This is the mail archive of the
mailing list for the GCC project.
Comments on mudflap
- From: "Doug Graham" <dgraham at nortelnetworks dot com>
- To: gcc at gcc dot gnu dot org
- Date: Mon, 7 Jun 2004 14:07:08 -0400
- Subject: Comments on mudflap
Frank Eigler suggested that I send this to the list. His comments
I've been experimenting with mudflap from the gcc-3.5-20040530 snapshot,
and I've got a couple of comments that you might be interested in.
I've previously been using Richard Jones' bounds checking patches (the
ones currently maintained by Herman ten Brugge), with some tweaks that
I've added to make them work with Vxworks. However, these don't support
C++, so I was looking into using mudflap instead.
As far as I can tell after reading over your paper from the GCC 2003
summit, mudflap is very similar in operation to the Jones bounds-checker,
at least in its runtime behaviour. Both make calls to a runtime library
to register/unregister objects, and both make calls to a check routine to
validate potentially dangerous operations. The Jones patches appear to
make a lot more check calls to the runtime library, because they check
all pointer arithmetic, which I don't think mudflap currently does.
Mudflap also has an inline lookup cache to reduce to the number of calls
required to the runtime; Jones doesn't have this.

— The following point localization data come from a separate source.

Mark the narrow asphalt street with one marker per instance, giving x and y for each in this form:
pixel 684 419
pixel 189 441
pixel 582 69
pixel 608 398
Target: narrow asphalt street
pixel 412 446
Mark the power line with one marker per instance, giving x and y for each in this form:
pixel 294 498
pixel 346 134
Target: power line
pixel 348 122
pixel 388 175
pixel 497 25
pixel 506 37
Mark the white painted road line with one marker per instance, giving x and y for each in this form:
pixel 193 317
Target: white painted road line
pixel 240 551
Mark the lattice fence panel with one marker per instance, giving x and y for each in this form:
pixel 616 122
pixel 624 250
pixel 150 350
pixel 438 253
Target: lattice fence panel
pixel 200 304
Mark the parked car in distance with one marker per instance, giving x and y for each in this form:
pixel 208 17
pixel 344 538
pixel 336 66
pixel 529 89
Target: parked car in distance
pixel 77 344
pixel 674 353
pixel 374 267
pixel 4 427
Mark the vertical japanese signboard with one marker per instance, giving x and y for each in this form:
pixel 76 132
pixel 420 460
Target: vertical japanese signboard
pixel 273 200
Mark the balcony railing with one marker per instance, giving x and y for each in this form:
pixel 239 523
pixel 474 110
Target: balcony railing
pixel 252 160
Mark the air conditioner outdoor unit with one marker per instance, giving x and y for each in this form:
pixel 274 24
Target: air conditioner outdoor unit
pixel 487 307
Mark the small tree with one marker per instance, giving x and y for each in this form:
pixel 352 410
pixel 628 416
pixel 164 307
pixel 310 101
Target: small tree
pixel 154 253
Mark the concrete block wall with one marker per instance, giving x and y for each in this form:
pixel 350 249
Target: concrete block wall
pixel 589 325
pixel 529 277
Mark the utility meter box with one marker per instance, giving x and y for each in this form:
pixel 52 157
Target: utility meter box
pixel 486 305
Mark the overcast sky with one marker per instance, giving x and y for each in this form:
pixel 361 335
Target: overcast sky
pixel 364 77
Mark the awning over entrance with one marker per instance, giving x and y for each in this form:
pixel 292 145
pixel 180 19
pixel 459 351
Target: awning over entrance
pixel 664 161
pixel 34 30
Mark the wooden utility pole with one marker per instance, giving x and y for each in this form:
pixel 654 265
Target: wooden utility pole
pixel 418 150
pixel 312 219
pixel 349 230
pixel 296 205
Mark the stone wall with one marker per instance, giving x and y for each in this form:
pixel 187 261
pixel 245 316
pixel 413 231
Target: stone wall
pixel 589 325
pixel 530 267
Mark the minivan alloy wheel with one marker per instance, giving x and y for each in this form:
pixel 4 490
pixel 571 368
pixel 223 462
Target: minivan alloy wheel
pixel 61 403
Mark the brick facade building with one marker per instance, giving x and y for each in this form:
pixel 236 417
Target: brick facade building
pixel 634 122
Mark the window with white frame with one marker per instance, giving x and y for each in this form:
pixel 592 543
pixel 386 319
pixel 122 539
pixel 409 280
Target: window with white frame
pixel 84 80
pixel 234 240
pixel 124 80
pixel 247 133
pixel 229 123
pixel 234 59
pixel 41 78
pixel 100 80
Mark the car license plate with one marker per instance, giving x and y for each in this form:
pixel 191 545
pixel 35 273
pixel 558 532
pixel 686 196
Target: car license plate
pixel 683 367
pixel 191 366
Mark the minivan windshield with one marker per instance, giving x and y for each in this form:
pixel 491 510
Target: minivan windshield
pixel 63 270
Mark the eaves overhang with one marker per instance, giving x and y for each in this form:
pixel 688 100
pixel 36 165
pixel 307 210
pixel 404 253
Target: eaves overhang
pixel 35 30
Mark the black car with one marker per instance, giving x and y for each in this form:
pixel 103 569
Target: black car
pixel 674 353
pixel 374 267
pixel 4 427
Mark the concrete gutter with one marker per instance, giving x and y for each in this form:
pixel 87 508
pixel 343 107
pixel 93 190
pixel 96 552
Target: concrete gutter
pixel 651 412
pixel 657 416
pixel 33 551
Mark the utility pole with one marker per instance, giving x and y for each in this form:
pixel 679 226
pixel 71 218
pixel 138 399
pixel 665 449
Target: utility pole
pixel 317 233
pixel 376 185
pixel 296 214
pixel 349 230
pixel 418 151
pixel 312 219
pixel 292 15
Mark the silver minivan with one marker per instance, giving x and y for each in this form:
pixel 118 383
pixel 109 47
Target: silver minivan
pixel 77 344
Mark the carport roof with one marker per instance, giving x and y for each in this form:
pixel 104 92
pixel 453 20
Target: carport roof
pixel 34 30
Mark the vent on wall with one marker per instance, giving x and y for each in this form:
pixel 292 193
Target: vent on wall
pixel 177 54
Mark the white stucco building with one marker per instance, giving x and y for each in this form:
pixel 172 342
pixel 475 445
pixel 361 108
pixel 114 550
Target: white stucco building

Those latter two factors ought to mean that mudflap adds less runtime
overhead than the Jones patches, but I'm finding the opposite on the test
program that I'm using for benchmarking. The program is a STABS parser,
and I'm running it on about 30MB of STABS information. Here's the output
of time(1) for various runs. The test programs are statically linked
and compiled with "-O2 -pg".
gcc3.5: 0.54s user 0.03s system 100% cpu 0.569 total
gcc3.5 -fmudflap: 39.56s user 0.56s system 99% cpu 40.438 total
gcc3.2.1 -fbounds-checking: 8.76s user 0.17s system 100% cpu 8.930 total
Gprof shows that the mudflap run spent 60% of its time in 565 calls to
__mf_age_tree (excluding recursive calls), and indeed, setting -age-tree
to a very large number causes total CPU usage to drop from 40s to 30s.
Another 25% of the CPU was spent in __mf_find_objects_rec.
Based on these numbers, it looks to me as though the splay tree scheme
used in the Jones patches is quite a bit more efficient than the scheme
used by mudflap, at least for this particular benchmark.
The mudflap -collect-stats option prints this:
calls to __mf_check: 7055903 rot: 3814640/895326
__mf_register: 2478597 [32774B, 17537153B, 57253B, 15945517B, 47484B]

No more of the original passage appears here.